Let's take a closer look at what is ailing Apple.

1. Bad quarter: In an interview with CNBC's Jim Cramer, CEO Tim Cook noted that the company had an "incredible quarter by absolute standards." Indeed, Apple continues to mint money, posting net income of $10.5 billion, or $1.90 per share, on revenue of $50.6 billion. While most companies would be satisfied with these results, those figures represent double-digit declines from the year-earlier period, which is how publicly traded companies like Apple are judged.

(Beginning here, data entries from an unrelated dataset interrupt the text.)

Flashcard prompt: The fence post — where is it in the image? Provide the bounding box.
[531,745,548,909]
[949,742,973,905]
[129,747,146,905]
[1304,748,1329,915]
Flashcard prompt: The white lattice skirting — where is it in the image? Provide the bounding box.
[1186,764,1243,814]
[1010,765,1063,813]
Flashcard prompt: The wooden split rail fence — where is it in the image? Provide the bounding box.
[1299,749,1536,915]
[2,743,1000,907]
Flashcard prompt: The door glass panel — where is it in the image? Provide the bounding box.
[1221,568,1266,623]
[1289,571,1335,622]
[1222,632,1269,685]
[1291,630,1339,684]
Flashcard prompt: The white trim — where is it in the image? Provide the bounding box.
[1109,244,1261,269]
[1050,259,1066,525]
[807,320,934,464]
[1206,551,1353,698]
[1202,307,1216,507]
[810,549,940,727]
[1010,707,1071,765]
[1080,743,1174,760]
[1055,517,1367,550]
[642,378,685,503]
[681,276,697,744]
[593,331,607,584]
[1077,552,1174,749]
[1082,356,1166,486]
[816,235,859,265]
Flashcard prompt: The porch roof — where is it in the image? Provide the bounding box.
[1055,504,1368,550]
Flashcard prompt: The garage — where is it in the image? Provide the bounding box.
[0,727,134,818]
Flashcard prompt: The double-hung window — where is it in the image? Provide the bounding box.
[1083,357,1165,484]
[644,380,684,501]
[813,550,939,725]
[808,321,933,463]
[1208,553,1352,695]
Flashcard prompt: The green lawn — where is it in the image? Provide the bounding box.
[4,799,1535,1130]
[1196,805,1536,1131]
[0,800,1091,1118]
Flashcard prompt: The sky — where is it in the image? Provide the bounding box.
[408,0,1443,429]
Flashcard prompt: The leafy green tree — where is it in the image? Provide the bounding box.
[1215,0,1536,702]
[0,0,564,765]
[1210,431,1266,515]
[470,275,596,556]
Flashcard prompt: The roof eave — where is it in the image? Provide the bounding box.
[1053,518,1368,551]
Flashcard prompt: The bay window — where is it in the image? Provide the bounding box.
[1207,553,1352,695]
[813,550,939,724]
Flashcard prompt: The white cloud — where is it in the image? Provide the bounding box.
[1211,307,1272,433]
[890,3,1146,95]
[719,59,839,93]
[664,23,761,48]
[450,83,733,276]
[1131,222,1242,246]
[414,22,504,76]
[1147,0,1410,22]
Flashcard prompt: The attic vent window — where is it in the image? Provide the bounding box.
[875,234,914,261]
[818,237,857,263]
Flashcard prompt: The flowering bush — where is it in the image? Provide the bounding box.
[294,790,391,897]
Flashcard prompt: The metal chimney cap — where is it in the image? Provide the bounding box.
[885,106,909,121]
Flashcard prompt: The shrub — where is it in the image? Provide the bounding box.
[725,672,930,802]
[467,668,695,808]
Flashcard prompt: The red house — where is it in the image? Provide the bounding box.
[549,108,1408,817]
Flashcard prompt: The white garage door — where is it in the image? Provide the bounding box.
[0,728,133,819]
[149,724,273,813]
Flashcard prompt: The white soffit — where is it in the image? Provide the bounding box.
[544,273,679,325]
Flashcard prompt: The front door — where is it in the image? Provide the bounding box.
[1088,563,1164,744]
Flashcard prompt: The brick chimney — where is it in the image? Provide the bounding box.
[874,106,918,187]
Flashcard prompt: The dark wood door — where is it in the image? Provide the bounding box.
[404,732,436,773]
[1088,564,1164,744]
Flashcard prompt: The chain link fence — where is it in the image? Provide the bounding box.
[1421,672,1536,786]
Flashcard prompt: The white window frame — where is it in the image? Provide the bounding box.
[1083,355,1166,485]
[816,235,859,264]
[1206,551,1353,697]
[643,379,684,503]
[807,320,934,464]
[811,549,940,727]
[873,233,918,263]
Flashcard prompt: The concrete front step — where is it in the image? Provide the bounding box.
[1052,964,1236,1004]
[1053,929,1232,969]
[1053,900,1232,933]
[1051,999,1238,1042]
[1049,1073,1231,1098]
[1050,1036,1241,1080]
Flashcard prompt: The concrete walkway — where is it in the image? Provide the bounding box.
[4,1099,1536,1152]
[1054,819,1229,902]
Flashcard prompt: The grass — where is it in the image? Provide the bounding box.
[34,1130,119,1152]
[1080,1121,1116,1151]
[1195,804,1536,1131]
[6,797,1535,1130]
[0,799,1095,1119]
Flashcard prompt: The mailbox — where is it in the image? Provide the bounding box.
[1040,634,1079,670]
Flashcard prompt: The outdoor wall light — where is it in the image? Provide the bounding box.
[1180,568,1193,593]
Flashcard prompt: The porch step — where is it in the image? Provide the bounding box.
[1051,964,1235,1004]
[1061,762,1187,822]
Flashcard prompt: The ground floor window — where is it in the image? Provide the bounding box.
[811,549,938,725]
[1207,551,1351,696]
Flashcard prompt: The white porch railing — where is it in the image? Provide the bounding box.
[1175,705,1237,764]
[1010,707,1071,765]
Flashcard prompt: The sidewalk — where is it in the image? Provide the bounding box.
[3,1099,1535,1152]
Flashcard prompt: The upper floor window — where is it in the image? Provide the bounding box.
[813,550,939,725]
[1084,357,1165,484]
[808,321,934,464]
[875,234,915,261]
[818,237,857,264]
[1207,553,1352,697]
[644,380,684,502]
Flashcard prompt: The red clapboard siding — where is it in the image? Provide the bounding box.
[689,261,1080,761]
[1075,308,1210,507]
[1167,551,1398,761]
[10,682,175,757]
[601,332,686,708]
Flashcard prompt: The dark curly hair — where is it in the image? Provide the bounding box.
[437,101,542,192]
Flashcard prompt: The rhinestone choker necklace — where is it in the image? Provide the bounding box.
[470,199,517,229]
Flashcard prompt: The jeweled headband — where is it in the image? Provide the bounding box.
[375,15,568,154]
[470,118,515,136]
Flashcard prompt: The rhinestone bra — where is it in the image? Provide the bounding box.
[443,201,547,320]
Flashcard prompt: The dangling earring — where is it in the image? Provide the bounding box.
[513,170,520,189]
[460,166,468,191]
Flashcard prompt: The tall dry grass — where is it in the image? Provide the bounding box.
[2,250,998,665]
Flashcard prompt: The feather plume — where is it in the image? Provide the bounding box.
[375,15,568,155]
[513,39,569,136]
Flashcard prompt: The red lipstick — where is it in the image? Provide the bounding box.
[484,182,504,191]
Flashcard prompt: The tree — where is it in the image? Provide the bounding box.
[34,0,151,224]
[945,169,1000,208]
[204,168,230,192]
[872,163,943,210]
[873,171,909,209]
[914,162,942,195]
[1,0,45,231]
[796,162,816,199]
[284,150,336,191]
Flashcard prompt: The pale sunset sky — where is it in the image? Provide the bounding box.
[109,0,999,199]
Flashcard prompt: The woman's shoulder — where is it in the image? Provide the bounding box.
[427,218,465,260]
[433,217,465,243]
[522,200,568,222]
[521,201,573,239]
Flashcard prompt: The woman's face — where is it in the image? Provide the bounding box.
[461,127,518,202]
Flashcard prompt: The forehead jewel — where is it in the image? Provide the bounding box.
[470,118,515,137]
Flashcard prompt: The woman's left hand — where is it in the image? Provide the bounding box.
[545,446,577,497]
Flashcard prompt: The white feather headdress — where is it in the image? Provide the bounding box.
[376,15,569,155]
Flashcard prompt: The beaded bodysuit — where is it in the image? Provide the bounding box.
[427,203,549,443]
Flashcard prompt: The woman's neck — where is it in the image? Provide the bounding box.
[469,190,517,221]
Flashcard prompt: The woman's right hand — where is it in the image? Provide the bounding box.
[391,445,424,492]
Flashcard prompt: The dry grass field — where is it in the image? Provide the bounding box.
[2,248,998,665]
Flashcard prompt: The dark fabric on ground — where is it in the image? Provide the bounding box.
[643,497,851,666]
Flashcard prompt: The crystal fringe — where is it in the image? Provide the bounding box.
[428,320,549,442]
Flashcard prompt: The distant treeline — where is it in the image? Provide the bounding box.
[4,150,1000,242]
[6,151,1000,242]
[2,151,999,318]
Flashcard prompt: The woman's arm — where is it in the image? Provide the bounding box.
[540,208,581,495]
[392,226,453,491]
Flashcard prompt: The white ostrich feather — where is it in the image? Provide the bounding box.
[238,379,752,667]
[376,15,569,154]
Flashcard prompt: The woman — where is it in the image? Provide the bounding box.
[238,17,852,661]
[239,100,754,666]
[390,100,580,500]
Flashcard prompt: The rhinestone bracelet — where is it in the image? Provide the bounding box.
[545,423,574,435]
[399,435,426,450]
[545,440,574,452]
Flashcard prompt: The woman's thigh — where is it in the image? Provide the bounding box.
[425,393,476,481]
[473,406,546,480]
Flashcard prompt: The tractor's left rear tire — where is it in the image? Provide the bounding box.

2. iPhone sales: According to Angelo Zino of S&P Global Market Intelligence, Apple has earned more than $585 billion in sales from the iPhone since 2010, making it one of the most successful tech products in history. The iPhone 6, which was introduced in 2014, was the most successful version of the phone to date. While that was good news for Apple, demand has plummeted in recent quarters. The company shipped more than 51 million units in its latest quarter, a 16 percent decline year-over-year. Apple draws about 60 percent of its overall revenue from the iPhone. Neither Zino, who also rates Apple as a "buy," nor Munster is expecting blockbuster sales from the iPhone 7. But they do expect sales to pick up as users look to upgrade their phone.

3. Apple Watch: Though the company's watch was introduced in 2014 amid great hoopla, many investors have been underwhelmed by the device. According to Zino, the company has sold 13 million units, earning more than $6 billion. That's more than triple the revenues that rival Fitbit (FIT) earned over the same time period, though not enough make a material difference for Apple. But Munster sees better times ahead when the Apple Watch will be decoupled from the iPhone in 2017. "This is something that can be an enormous part of the story, accounting for 10/15/20 percent of revenue down the road," he said.

4. iPad and Macs: Demand for the iPad peaked in 2014 and has since plummeted. Bigger iPhones such as the iPhone 6 Plus are cannibalizing sales of tablet computers ,with deliveries in the latest quarter falling 19 percent. As for Macs, shipments dropped 12 percent in the latest quarter.